Although HIV/AIDS disproportionately affects gay Black men in Atlanta, a study from Emory’s Rollins School of Public Health says that these men do not necessarily engage in riskier sexual behavior than white men. Instead, many are disadvantaged, live in lower-income areas and have limited access to health services, health insurance, health literacy resources and condoms.
The U.S. Department of Health and Human Services granted $6 million in 2019 to go toward HIV relief efforts in four of the country’s highest-risk jurisdictions, including DeKalb County. The Ending the HIV Epidemic (EHE) federal initiative aims to reduce the number of new HIV cases in the U.S. by 90% by 2030.
Through funding and the EHE initiative, healthcare workers in Dekalb county have expanded their HIV services, including making medications like PrEP more accessible.

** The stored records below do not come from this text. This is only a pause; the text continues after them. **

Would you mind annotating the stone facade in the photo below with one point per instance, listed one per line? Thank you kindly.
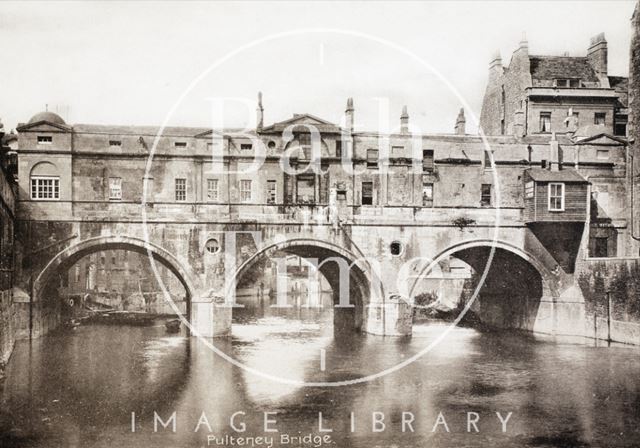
(7, 252)
(553, 202)
(634, 128)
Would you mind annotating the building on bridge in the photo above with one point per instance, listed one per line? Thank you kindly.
(555, 197)
(538, 95)
(8, 312)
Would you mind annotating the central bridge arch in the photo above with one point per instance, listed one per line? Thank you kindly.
(360, 274)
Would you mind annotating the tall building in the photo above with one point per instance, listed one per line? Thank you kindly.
(541, 94)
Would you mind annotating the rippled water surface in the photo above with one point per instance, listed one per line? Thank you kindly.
(79, 388)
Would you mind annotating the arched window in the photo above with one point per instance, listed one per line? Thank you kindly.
(45, 182)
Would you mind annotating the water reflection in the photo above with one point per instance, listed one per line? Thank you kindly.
(79, 388)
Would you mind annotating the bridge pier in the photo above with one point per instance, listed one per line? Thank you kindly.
(390, 317)
(209, 318)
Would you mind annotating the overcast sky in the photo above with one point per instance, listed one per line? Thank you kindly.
(129, 63)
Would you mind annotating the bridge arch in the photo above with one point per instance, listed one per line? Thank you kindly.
(361, 282)
(67, 257)
(515, 285)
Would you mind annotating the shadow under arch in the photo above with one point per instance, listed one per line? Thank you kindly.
(515, 283)
(360, 277)
(66, 258)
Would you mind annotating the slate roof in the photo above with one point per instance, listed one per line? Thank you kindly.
(545, 175)
(552, 67)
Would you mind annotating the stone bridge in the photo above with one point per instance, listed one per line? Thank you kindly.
(528, 285)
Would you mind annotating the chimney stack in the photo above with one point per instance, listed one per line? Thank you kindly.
(496, 61)
(404, 121)
(461, 123)
(597, 55)
(260, 113)
(349, 115)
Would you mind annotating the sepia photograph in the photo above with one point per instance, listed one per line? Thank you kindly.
(320, 224)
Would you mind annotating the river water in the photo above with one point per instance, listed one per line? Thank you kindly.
(79, 388)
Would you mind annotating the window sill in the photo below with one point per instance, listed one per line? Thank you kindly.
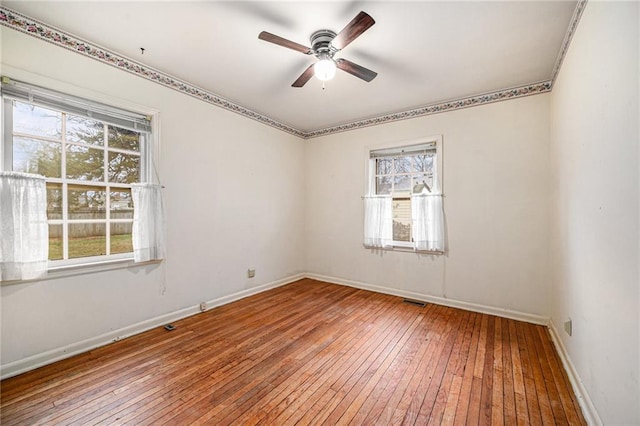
(63, 271)
(405, 249)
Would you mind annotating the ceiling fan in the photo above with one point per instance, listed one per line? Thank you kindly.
(324, 45)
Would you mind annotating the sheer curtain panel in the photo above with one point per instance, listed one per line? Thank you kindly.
(427, 228)
(378, 221)
(24, 233)
(148, 222)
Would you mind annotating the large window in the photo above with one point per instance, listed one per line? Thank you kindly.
(402, 173)
(90, 155)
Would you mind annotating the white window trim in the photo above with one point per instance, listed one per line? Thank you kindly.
(369, 186)
(85, 265)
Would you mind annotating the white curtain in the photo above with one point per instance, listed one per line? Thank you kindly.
(24, 233)
(148, 222)
(427, 228)
(378, 221)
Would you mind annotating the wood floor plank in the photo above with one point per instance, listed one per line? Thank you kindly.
(308, 353)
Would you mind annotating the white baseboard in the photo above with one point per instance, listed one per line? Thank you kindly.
(588, 409)
(474, 307)
(30, 363)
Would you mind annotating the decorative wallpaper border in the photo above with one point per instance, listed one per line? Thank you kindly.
(22, 23)
(577, 14)
(27, 25)
(502, 95)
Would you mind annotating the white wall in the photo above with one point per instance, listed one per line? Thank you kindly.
(595, 189)
(232, 200)
(496, 208)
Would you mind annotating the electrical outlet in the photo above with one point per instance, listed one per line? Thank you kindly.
(568, 326)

“Our team has long wanted to offer PrEP to the community,” Dr. Sentayehu Bedane from the DeKalb County Board of Health said. “EHE funding was the engine we needed to set the program in motion. These services are filling a critical gap in HIV prevention for people in our county.”
Fulton County has also expanded their HIV relief efforts, following the vision of the EHE initiative.
The Fulton County Board of Health has partnered with the Department of HIV Elimination and the Department of Behavioral Health and Developmental Disabilities to provide services to people living with HIV in Atlanta.
The Fulton County website offers information and resources for HIV/AIDS services, including medical care, substance abuse counseling, mental health care and support services.